Vance admitted that some of these reports about cat eating could turn out to be entirely false and that the real outrage isn't around the animals, but the fact that a child was murdered at the hands of an illegal Haitian. It's a reminder of what people are really fighting for, a stop to this madness. 

His solution? Vote Trump, but keep the cat memes coming.

But why are memes so powerful? How can they be this effective? 

According to Frontiersin.org, memes affect the brain in ways that get through a lot of the brain's red tape:

The human brain can only handle so much conscious information at a time. It uses heuristics to help people navigate through the world without devoting too many cognitive resources to do so. Psychologist Christopher Dwyer, paraphrasing the work of West, Toplak, and Stanovich, notes that, “heuristics allow one to make an inference without extensive deliberation and/or reflective judgment, given that they are essentially schemas for such solutions.". These heuristic properties of human thinking can be exploited leading to cognitive biases. These biases can be effectively gamed by internet memes and the people or groups which create and share them. There are several keystone biases at play in viral memes: confirmation bias, homogeneity bias, and popularity bias. Each uses their own specialized tools to propagate misinformation and propaganda. In addition they also help craft the [de]legitimization of ideas, people, and social movements.

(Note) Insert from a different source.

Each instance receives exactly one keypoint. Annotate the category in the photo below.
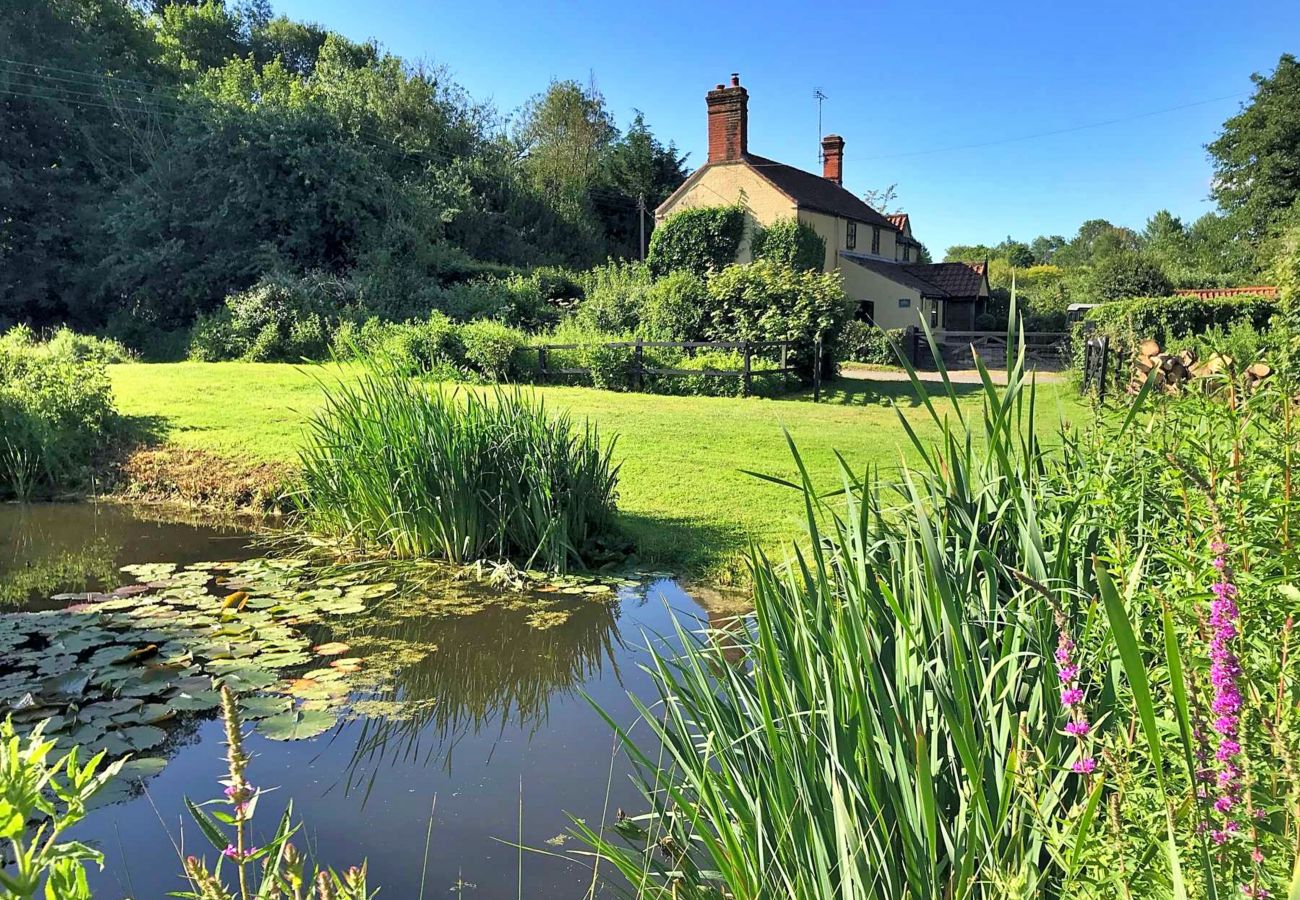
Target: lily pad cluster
(108, 670)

In other words, picture your mind is like a backpack that can only hold so much stuff in it at once. Your brain loves information, but not over-complication, so it will take the most important part of it and leave the rest out, allowing you to fit more stuff into your backpack. Memes play on this part of our brains, communicating a big idea in a tiny package and making it slide in easier with humor. 

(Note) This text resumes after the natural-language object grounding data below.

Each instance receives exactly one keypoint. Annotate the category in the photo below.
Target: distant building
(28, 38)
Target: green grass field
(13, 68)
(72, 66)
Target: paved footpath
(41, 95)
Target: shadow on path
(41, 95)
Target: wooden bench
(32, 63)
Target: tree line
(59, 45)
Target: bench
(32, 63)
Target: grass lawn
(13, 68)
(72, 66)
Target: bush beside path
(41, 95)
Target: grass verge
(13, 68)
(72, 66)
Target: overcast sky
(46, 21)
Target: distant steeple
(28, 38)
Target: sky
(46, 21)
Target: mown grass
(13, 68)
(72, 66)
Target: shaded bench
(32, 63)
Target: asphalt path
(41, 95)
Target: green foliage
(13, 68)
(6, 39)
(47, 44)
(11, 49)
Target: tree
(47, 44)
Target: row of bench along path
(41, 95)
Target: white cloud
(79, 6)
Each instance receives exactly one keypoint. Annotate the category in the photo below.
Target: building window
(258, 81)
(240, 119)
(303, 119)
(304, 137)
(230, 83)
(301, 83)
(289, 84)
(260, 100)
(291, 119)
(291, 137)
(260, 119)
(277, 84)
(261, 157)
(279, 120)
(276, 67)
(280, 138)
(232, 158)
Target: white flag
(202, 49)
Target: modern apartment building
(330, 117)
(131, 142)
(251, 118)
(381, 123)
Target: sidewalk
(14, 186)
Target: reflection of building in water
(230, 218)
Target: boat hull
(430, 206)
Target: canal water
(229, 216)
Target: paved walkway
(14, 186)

It's not big on detail or nuance, but it gets the message across to the brain more effectively than anything else. 

All this to say that long explanations and speeches are great, but if you really want to convince people of an idea, short, sweet, and concise is the way to go. That's the way you're going to convince people who don't delve into politics. Humor and brevity. Memes are your best friend in the battle of ideas.